Андрей никогда себя не чувствовал счастливее. Вместе со Шмелем они стали настоящими звездами курилки. Их все поздравляли, жали руки. И если Андрей просто ловил счастье и был им доволен, то Шмель становился дико важным и очень серьезным, снисходительно отзываясь о пьесе, при этом мечтательно описывая „настоящий театр“. Сигареты были докурены, и уже пора домой. Но тут неожиданно из школы вышел Гриша. Тот самый Гриша, к чьей экзекуции они так долго готовились. Он прошествовал мимо ребят, властно освобождая себе проход легкими толчками. Оказавшись возле Шмеля и Андрея, он мерзко усмехнулся и процедил:

— Тухляк, полтора часа насмарку. Вы хоть не позорьтесь, сними эти клоунские прикиды, а то выглядите как два идиота.

— А на хер ты бы не пошел, — ответил Шмель.

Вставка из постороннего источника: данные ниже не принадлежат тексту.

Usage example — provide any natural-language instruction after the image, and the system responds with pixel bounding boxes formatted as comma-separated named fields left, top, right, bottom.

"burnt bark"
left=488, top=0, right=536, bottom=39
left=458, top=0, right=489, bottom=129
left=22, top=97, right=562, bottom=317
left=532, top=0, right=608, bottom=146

— Что! — опешил Гриша — Ты ошалел? Я тебя сейчас с говном смешаю.

— Может, отойдем? — предложил Шмель.

— Что? С тобой? Да на хрен ты мне нужен, клоун. Мы уже отходили, забыл?

— Ссышь? — Шмель явно не намеревался отпускать обидчика.

— Я ссу? Пошли.

Шмель резко повернулся к Андрею и тихо бросил:

— Сейчас.

— Сейчас? — зашептал Андрей. — Но мы же не собирались. А костюмы?

— Все равно, сейчас, — твердо сказал Шмель. — Ты мне должен, забыл? Клянусь богом, если ты меня сейчас кинешь, я тебя разорву.

— Ладно, — тихо согласился Андрей.

— Помни — один удар, а потом он только мой.

Шмель быстрым шагом пошел за Гришей, который, видимо, направился в сторону старого крыльца школы. Но у Шмеля были другие планы. Почти догнав Гришу, он разбежался и в прыжке ударил его ногой в спину. Это было не по правилам. Никто не вызывает соперника на бой, чтобы потом ударить в спину, никто не дерется у фасада школы, никто не нападает вдвоем. На этом стояла школа, в этом был ее негласный кодекс.

Андрей поспешил к дерущимся, но вдруг остановился. Среди белоснежных сугробов знакомо отсвечивала оранжевая куртка шедшего в направлении школы человека.

— Шмель, — крикнул Андрей, желая предупредить друга. Но тот уже ничего не слышал.

Словно берсерк он бросился на Гришу, который был ваше его на две головы. Сперва Шмелю удалось провести несколько довольно болезненных ударов, но Гриша очень скоро очнулся и, стряхнув с себя удивление от неожиданного нападения, начал довольно удачно отражать атаки. Скоро инициатива ушла от Шмеля, и вот он уже сам, с разбитым носом, уворачивался от огромных Гришиных кулаков. У него это получалось не очень удачно, и в какой-то момент, получив особенно сильный удар по скуле, он упал. Гриша остановился, повинуясь правилу — не добивать лежачих. Но это схватка шла по другим законам.

— Давай! — крикнул Шмель, обращаясь к Андрею, который был совсем близко.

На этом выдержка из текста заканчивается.